The plot thickens…a post on the Netflix forums by a member of BellKor claims that the final numbers are actually showing them in the lead:
http://www.netf...?pid=9237#p9237
BellKor is saying they won based on the test dataset.
So, at 9:49 PDT is it still up in the air?
I wonder if anyone chose to film the competition for a documentary. Seems like it could have been the web 2.0 version of “King of Kong.”
Very cool contest, and I love the discussion around how significant 10% is. Too bad more companies, and the media for that matter, can’t make CS competitions like this more prominent in our society. At the end of the day what is more important to our advancement, a competition like this, or highlights from a baseball game?
A lot can happen in a week. One week prior to close, the NY Times covered this (see http://it.toolb...t-locally-33093) and at that time it was an ATT group who was winning.
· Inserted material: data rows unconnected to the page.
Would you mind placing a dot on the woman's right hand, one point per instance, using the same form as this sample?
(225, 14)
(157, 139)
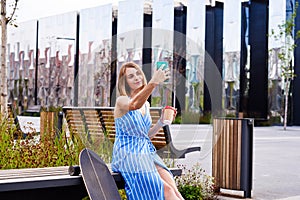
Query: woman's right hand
(160, 76)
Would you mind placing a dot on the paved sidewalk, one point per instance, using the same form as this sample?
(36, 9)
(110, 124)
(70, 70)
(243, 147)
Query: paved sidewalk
(276, 159)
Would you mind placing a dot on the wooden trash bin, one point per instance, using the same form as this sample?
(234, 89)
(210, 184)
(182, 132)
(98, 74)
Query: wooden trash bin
(232, 155)
(48, 122)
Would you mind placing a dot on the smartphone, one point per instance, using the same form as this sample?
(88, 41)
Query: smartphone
(162, 65)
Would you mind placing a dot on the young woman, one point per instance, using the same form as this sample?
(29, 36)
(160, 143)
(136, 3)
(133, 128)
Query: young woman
(134, 156)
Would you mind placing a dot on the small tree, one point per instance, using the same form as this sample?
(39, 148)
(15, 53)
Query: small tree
(5, 20)
(285, 55)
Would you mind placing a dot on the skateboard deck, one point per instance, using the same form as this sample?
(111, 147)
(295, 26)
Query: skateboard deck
(97, 178)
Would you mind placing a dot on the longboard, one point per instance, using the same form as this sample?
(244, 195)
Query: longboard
(97, 178)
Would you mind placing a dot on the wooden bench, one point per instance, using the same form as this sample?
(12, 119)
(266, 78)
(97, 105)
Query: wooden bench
(49, 183)
(100, 121)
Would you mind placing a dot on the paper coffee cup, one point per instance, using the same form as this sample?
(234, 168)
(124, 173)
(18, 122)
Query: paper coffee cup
(169, 114)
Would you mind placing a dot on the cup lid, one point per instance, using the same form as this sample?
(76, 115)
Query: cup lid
(170, 107)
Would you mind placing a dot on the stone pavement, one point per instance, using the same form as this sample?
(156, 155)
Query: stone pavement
(276, 159)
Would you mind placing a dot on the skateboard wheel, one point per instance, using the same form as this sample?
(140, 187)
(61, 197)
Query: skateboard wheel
(74, 170)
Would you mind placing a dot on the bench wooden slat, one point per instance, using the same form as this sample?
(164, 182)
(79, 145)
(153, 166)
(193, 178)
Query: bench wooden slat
(99, 120)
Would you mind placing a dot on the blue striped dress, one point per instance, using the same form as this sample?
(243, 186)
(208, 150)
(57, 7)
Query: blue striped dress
(134, 156)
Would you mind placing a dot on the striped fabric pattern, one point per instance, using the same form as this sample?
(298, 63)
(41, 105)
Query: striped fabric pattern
(134, 156)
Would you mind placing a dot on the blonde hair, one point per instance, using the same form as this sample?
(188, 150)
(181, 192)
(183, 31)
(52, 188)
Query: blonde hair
(123, 87)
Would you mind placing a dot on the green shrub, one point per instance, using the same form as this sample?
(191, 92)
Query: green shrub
(195, 184)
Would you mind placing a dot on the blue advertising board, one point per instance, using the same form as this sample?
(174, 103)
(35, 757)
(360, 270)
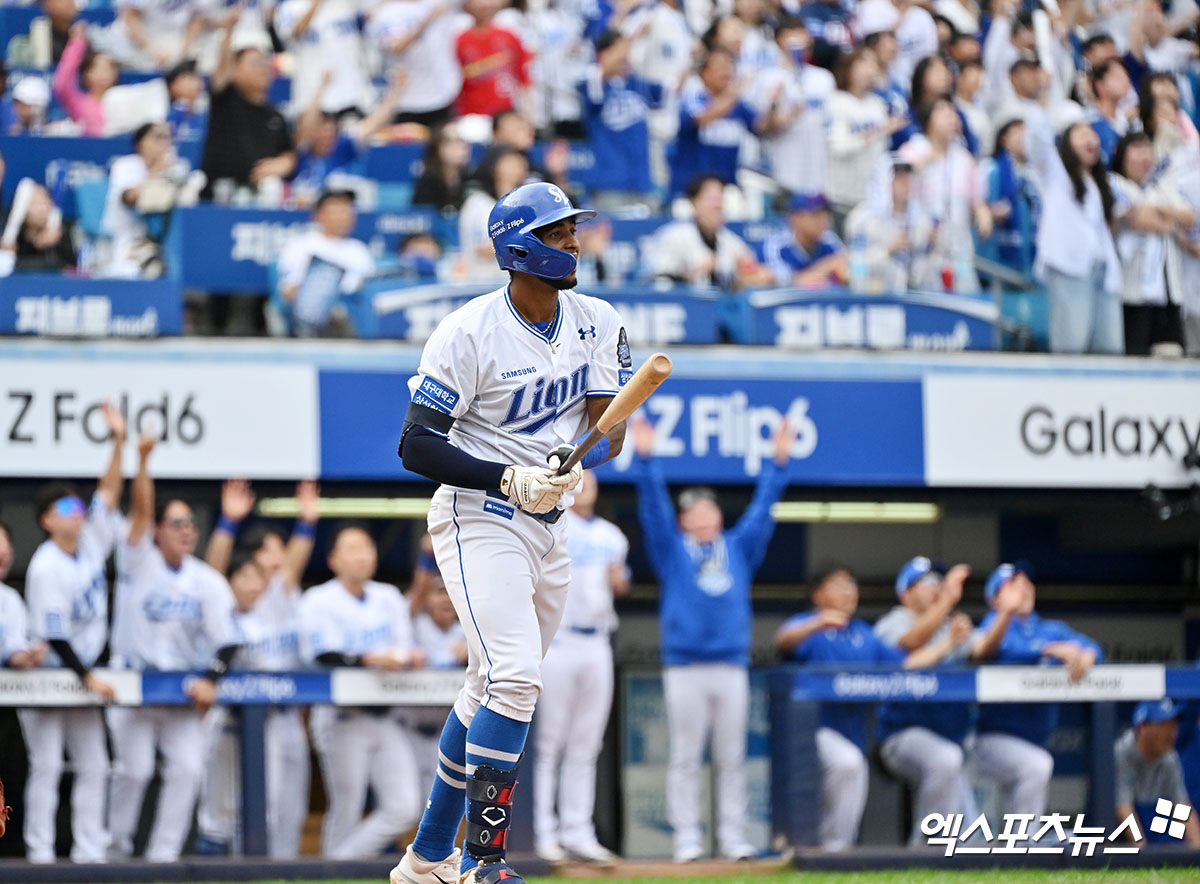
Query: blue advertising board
(227, 248)
(799, 319)
(653, 317)
(849, 432)
(65, 306)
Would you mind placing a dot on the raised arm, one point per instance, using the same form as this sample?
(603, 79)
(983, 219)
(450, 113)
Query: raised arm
(299, 549)
(795, 632)
(142, 505)
(930, 620)
(113, 480)
(223, 72)
(754, 529)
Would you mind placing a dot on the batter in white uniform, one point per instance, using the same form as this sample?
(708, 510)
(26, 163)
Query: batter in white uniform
(173, 614)
(267, 626)
(354, 620)
(504, 386)
(66, 590)
(576, 693)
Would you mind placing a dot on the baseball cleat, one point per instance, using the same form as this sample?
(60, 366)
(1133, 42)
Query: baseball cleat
(413, 870)
(491, 873)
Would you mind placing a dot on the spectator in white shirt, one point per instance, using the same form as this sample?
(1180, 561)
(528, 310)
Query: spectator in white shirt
(1077, 257)
(133, 254)
(859, 127)
(1151, 215)
(321, 266)
(797, 151)
(419, 36)
(324, 35)
(702, 251)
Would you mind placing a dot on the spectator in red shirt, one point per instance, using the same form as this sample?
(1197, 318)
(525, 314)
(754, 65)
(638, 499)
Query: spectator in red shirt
(495, 64)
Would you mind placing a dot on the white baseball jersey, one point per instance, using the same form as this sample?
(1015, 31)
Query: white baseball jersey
(516, 392)
(334, 620)
(13, 624)
(438, 645)
(593, 545)
(169, 619)
(67, 595)
(269, 633)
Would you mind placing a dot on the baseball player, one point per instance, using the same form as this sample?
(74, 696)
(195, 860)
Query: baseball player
(16, 650)
(1011, 738)
(66, 590)
(354, 620)
(832, 635)
(577, 683)
(504, 386)
(173, 614)
(922, 743)
(706, 621)
(267, 626)
(1149, 769)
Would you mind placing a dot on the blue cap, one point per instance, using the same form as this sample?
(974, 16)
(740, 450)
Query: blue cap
(996, 579)
(916, 569)
(1155, 710)
(808, 202)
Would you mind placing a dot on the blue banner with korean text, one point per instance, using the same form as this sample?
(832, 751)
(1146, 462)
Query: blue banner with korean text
(65, 306)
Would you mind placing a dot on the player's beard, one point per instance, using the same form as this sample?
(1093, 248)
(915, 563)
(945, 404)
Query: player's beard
(567, 282)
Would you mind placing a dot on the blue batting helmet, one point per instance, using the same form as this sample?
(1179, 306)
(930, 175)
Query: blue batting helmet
(515, 218)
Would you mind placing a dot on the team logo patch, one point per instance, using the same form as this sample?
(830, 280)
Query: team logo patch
(498, 509)
(437, 396)
(624, 359)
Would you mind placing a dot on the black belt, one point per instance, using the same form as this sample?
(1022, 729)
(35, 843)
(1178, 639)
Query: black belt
(547, 517)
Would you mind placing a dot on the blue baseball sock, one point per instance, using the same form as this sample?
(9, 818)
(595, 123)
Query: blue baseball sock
(443, 811)
(496, 740)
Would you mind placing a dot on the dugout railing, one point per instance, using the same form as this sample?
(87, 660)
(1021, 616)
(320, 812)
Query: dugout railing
(796, 695)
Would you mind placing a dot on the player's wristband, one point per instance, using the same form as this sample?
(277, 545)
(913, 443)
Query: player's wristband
(597, 456)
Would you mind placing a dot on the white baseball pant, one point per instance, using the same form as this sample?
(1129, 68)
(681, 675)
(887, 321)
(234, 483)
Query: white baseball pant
(844, 781)
(361, 749)
(573, 714)
(702, 699)
(82, 733)
(1021, 769)
(507, 575)
(287, 781)
(933, 768)
(178, 733)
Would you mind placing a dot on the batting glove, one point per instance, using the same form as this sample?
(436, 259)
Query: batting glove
(556, 458)
(533, 487)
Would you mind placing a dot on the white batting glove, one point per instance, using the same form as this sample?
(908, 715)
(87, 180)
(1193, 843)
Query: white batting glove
(556, 458)
(533, 487)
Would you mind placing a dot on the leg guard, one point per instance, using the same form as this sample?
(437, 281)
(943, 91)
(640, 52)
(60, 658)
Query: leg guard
(489, 812)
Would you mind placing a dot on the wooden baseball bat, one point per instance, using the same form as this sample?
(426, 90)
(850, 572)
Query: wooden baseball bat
(628, 400)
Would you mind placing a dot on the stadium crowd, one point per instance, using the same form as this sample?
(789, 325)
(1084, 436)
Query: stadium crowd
(895, 144)
(244, 607)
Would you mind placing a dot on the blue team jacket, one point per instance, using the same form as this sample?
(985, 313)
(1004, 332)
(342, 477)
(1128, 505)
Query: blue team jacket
(705, 607)
(857, 643)
(1023, 647)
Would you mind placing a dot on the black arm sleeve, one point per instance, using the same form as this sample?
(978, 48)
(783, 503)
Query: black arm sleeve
(70, 659)
(337, 659)
(425, 450)
(220, 665)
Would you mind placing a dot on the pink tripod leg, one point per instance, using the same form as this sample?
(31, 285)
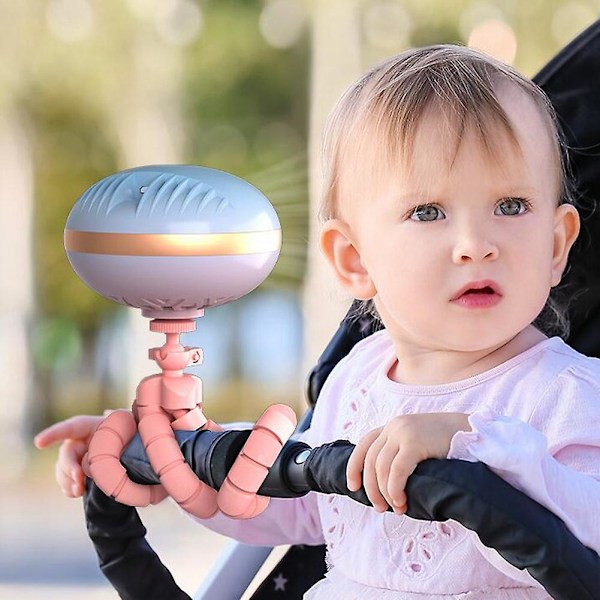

Since the test set was a lottery draw wherein any team could have come up on top, isnt it a little awkward for BPC to justify why their results would be better since the other team (Ensemble) is visibly better than then them on the leaderboard
Arvind,
Please notice that the Test set is not a lottery draw, but the ultimate goal of this competition. Competitors had much consideration on how to optimize performance on that Test set. This is unlike the Quiz-set, or leaderboard, which should have been taken just as a proxy to the Test set. For more explanation, please refer to the competition FAQ.
Congratulations to both teams for exceeding the 10% improvement mark, but I can’t help but wonder why the improvement was so close to the bare minimum required to succeed. Was there really ONLY 10% improvement left in the algorithm? What if they needed 15% to get the prize?
That is like asking ‘Why are my keys always in the last place I look for them?’ The answer is they are always in the last place you look because once you find them you quit looking!
The improvement was close to 10% because that was the threshold that needed to be reached to end the contest.